I graduated from the Cleveland Municipal School District’s Collinwood High School in 1983. At the time the school was about 90% African-American. Ten years or so earlier the school was about 90% White. The decade or so from the late 1960’s, early 1970’s to the late 1970’s, early 1980’s was a time of great racial strife at Collinwood High School, with “race riots” of various intensity occurring intermittently, especially when the school was divided roughly 50/50.
At Collinwood I took an Honors Chemistry class. Although the classroom was of normal size, it had risers like a college lecture hall and I was sitting all the way at the top, in the back. Of the 20 or so students, I was the only White student.
One day toward the end of class the subject turned to rumors that the Reverend Jesse Jackson was preparing to make a bid to become President of the United States. Jackson was a well-known Civil Rights leader at the time and this was a time when political power in the African-American community was centered in Black churches. Then, as now, African-Americans were the most loyal Democratic constituency.
The discussion around Jackson’s pending Presidential bid didn’t really involve me, that I remember, but I volunteered my point of view. “There will never be a Black president of the United States.” I didn’t make the statement as my opinion of what should be, such as, “There should never be a Black president of the United States,” but as an opinion about my view of the state of racial politics and relationships in the country. As a White teenager living in one of the most segregated and racially divided metropolitan areas in the country, a Black President just didn’t seem a realistic possibility. To me, it seemed out of the realm of possibility. Of course, a few decades later we saw the first African-American President of the United States, Barrack Obama.
What surprises me now is that only one student, a girl a barely knew, called me out on my proclamation.
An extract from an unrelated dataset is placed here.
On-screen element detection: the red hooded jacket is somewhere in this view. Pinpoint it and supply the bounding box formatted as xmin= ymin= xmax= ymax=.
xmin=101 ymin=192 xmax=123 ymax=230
A friend of mine, who was Black, even told me I was probably right. These were no subservient, cowardly kids either. Everyone of them had been through the wars, so to speak, and so had their parents and their parents before them. Growing up in Collinwood at that time for an African-American, or anyone for that matter, was not for the faint of heart. But as I said, except for that one girl, no one questioned me, at least to my face. And she was mad. I remember her walking out at the end of class with her best friend, who I knew better than her, and she was looking up at me sitting at the top and she told me I was wrong, and I would be proven wrong. And I was proven wrong.
At the time her anger at me seemed odd. I was just expressing an opinion, what at the time I think many if not most people, African-American and White, agreed with. What I think probably angered her was the nonchalant way I said it. That I was accepting of the idea that no Black person would EVER be elected president, without expressing regret that it was so, angered her. Should any group of citizens in this United States, founded on the principle that all men are created equal, feel that the highest aspirations are forbidden their children? I was blind to her feelings and the source of her anger.
When I hear today those who say that race relations are worse today than ever, I really think it’s a product of people not really appreciating how bad it used to be, and how far we’ve already come. As a nation we are certainly not where we should be, but we’ve come a long way from where we were. Racially divisive rhetoric is certainly not a thing totally of the past, from the Left, the Right, and the Center. Many still use race as an emotional accelerant to push agendas contrary to everyone’s best interests. But we are better, and we’ll continue to get better in the future.